When web sites first started becoming popular in the mid-90's, there was a call on the LuckyTown Digest for obvious reference points for Bruce Springsteen -- a lyrics site, a site for bootlegs, a discography, etc. I took on the discography, which I continue to maintain.

Sometime later, a New York Times article noted that, for all of Springsteen's charity work, there was no site oriented to it. So, in 1996, I created the charities page, which sought to list out charities with which Bruce had worked. This consisted of charities that received proceeds from "Various Artists" records in which Springsteen participated, and also charities that he worked with at his tour stops. Considering that Springsteen works with one or more charities at every show he plays, it goes without saying that the charities page is horribly incomplete -- there are hundreds of charities that could be listed, and I've only got 24. That's something that I hope to rectify in the not-too-distant future.

For nearly a decade, I ran the discography as a purely egalitarian sort of thing; staying totally outside commercial considerations. I just listed the releases, and the names of a few websites that might sell the listings. I knew that people occasionally went to the discography page to find something, which they subsequently bought. Last summer I received an email from someone who was ecstatic after buying his wife seventeen items he found on my site. And I was happy for the little thank-you note. It costs me some money to run the site -- more than it should, probably -- but it just never bothered me that much.

Finally, this past November, a little action taken by my friends over at hollerif gave me a bit of an idea: By becoming an amazon associate, I could get a commission for items sold from my page. It wouldn't be much, but maybe it'd at least cover the cost of the site.

Then I had an epihpany: I can do better than that. I can do much better than that. I could become an amazon associate, get the commission, and then turn around and donate the commission to one of the charities listed on the site. Finally, an explicit linkage at the fan level between the commerce/discography and the public works! A flash of brilliance!

So I hooked up to amazon. I got a neat little logo to display -- and if you click on it now and buy something, some of it's going to go to a charity:

I signed up on November 12. A little late for orders of the Born to Run 30th Anniversary set, but still in time for some of the holiday season shopping. The cool thing was, even if the item bought wasn't Springsteen, so long as they got there from my page, I still got the commission.

Amazon pays out quarterly. For the period from November 12 until December 31, 33 items were sold off the site. Amazon gave me proceeds of $27.12. This may not seem like a lot, but give it a few quarters and I figure it'll add to a healthy amount.

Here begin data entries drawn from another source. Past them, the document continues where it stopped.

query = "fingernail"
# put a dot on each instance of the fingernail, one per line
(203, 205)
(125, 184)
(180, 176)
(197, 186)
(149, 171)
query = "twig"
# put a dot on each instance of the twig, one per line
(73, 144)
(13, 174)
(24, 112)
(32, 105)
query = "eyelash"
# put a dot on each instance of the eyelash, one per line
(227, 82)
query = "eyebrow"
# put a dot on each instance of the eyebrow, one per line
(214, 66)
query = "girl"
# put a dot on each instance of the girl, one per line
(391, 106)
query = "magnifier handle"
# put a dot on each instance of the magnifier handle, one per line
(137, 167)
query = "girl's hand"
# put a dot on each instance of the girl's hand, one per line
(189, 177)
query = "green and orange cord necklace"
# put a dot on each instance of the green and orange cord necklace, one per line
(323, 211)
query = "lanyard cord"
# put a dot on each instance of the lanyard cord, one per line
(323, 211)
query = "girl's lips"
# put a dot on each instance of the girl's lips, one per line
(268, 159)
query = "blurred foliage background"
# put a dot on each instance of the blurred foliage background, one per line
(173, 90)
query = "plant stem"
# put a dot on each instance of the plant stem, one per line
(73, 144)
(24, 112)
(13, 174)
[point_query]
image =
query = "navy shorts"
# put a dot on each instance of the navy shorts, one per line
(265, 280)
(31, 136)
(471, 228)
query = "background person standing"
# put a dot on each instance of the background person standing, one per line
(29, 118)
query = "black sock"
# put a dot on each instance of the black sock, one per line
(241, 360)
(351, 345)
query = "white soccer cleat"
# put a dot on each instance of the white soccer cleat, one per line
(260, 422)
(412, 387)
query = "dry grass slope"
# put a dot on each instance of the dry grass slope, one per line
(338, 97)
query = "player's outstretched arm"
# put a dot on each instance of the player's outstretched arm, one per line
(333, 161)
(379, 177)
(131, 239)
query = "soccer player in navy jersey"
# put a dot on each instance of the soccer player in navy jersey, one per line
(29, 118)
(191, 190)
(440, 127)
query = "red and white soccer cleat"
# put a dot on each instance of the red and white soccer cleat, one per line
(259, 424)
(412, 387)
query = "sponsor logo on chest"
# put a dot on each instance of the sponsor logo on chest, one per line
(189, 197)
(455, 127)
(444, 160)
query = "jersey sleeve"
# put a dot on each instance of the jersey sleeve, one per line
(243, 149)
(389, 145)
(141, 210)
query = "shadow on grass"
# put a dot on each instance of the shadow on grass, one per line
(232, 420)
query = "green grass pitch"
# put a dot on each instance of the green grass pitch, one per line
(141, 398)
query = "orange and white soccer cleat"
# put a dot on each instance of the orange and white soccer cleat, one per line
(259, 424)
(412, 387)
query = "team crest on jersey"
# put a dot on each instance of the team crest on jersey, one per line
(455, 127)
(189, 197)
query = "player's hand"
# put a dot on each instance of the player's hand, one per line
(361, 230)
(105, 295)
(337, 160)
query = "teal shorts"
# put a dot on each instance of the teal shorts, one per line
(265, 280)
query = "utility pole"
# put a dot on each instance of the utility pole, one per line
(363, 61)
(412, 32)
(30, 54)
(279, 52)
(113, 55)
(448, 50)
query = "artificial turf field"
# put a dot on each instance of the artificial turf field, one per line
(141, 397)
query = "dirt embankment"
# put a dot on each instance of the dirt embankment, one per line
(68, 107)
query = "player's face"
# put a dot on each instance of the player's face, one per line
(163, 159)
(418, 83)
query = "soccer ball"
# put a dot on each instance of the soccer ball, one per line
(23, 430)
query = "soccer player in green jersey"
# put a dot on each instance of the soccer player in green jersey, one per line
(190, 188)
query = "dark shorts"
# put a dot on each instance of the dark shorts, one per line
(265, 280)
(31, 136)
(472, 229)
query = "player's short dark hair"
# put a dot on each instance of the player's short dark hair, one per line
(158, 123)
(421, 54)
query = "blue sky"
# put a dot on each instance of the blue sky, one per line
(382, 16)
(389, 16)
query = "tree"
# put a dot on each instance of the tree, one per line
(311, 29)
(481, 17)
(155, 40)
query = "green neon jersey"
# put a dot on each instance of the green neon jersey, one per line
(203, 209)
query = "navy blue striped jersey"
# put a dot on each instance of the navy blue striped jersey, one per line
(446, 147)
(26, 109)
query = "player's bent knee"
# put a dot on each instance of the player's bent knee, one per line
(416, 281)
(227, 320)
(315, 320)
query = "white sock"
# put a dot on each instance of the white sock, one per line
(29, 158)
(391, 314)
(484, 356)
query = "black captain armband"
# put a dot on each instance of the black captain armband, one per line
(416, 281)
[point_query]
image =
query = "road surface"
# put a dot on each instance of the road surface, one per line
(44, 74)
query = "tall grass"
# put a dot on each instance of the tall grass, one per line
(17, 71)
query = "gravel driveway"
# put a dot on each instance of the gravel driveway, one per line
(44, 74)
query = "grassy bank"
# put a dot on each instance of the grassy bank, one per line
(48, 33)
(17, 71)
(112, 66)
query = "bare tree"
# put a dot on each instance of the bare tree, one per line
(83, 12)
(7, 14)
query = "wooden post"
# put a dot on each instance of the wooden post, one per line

Then I had another epiphany: Match the donation. Simply turning over the money to a charity is nice enough, but it's also neutral to me. By matching it, the buyer is partially committing my money, too. Springsteen has matched proceeds from merchandise sales at some of his shows, and that's one aspect of his approach that I'll happily emulate.

My first proceeds from amazon arrived at the end of January. The first selected charity is the Kristen Ann Carr Fund. The donation amount is $50; I'll carry over the remainder of the match for next quarter's recipient. I am tracking each quarter's results at a new donations page.